Comment sortir de cette approche sectorielle et cloisonnée ?

En revenant aux principes de l’empowerment, qui forme la base démocratique. On ne peut aménager sans les gens. Les concertations existent, en général, c’est plutôt sympa, mais est-ce que ça produit du projet, c’est moins évident. Le projet urbain ne sort pas d’un document d’urbanisme mais se construit autour de la manière dont on fait vivre l’espace public. Les ZAC, nous savons les faire, les villes un peu moins.

Les enjeux de développement durable ou de transition énergétique changent-ils la donne pour les urbanistes ?

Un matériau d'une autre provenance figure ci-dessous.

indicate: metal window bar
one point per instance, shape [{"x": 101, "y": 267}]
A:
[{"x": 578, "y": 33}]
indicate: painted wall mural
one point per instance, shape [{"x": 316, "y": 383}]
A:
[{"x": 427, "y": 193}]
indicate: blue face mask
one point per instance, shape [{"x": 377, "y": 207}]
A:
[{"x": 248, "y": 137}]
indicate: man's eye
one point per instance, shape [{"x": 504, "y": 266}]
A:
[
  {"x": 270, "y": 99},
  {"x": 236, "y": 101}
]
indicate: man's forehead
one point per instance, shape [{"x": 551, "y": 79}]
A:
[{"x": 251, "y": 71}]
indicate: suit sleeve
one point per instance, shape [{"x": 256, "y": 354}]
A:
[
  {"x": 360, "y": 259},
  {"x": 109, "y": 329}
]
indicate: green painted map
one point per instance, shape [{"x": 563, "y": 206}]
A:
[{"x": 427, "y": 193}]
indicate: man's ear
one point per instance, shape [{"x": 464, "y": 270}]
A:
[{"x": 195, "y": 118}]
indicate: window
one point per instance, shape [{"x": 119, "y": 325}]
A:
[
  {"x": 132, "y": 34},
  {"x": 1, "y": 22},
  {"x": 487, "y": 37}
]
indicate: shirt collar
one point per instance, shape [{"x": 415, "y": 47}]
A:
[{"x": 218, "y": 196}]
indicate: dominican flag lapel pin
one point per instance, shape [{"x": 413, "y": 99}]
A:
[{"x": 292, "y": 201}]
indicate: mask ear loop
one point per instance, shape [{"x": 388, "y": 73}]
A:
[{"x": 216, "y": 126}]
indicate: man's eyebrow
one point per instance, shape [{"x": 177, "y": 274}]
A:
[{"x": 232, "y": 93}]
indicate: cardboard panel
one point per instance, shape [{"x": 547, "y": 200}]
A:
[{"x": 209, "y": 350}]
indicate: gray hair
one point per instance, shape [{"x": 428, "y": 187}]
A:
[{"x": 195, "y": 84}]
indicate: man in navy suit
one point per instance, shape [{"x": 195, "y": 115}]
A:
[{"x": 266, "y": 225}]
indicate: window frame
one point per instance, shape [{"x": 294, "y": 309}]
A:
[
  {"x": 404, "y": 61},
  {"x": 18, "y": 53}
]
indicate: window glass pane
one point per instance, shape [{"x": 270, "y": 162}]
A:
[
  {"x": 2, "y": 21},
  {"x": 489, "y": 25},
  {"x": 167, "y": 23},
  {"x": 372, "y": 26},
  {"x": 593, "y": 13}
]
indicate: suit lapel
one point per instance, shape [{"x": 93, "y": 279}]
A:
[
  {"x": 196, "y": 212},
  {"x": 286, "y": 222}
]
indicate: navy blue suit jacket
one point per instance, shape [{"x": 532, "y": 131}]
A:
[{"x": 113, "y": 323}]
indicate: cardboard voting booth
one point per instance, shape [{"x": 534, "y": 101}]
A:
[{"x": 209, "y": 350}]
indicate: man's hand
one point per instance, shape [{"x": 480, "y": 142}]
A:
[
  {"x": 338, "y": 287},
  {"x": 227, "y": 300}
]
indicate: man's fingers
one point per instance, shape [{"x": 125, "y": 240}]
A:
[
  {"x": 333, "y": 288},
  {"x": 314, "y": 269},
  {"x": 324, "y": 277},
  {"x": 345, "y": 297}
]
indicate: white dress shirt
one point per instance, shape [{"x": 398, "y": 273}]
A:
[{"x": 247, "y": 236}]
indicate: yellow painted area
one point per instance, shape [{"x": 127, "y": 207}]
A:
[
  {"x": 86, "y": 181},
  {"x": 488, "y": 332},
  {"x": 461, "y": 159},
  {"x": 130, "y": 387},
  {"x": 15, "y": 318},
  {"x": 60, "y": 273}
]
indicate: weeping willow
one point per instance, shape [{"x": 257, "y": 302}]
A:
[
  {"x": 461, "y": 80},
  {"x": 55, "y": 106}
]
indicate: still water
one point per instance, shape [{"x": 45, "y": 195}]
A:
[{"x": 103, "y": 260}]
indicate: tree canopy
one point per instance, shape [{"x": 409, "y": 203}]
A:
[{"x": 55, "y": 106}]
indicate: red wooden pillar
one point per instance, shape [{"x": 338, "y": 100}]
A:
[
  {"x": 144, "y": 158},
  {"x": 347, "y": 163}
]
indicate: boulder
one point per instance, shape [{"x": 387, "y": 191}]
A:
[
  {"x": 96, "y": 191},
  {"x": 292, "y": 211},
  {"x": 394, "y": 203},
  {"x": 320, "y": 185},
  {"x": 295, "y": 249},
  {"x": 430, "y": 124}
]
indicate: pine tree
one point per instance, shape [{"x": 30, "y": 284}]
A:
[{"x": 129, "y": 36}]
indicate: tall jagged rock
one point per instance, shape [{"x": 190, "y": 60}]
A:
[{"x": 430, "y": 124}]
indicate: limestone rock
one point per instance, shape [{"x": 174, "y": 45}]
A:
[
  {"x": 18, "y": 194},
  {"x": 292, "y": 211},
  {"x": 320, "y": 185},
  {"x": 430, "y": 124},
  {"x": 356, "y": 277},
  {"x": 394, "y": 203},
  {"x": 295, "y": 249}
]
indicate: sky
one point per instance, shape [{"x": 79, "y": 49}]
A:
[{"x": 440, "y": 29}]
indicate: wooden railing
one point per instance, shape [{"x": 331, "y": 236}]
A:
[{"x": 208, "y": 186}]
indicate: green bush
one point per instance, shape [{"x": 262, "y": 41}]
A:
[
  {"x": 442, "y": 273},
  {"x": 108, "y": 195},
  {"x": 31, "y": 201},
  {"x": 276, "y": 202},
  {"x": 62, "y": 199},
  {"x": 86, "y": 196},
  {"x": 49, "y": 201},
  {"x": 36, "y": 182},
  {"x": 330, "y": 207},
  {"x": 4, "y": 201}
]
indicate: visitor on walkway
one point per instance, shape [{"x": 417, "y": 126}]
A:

C’est un motif supplémentaire pour penser et concevoir les choses ensemble. Du bâtiment à énergie positive, qu’il faut savoir faire fonctionner à l’économie des ressources, aux équilibres de la biodiversité, sans oublier la santé, avec la pollution et le bruit qui sont de vraies menaces. Les techniciens mettent en forme des bâtiments, des routes…. Mais la ville ne repose pas seulement sur des déterminations techniques ou socio-économiques. Si les élus ne portent pas les projets, le liant ne peut se faire. Prenez Bilbao, souvent citée en exemple. Ce n’est pas la Fondation Guggenheim qui a relancé Bilbao (en 1997) mais les forces vivres du territoire. Le Guggenheim n’a fait que parachever la démarche. J’étais de ceux qui ont participé à la renaissance de la Plaine Saint-Denis, aujourd’hui 2e zone économique de la région parisienne. Au départ, c’était un champ de ruines. On ne savait pas où on allait. Nous avons travaillé et su saisir l’opportunité du Stade de France, qui se cherchait un lieu autour de Paris. Mais c’est parce que ce travail collectif avait été lancé avant que le projet de Grand Stade n’émerge que ce dernier a pu voir le jour sur ce territoire. Les territoires qui bougent attirent les investisseurs.

Vous travaillez sur le SCOT de la métropole Aix-Marseille-Provence. Le Pays d’Arles refuse la fusion avec la métropole. Quel est votre avis ?

Il s’agit de petits calculs politiques sans intérêt. Arles, dans son vécu quotidien, est déjà dans la métropole marseillaise, c’est une évidence. Et elle a tout intérêt à la rejoindre au plus vite car c’est à mes yeux la plus belle de France. Elle présente le plus gros potentiel de développement.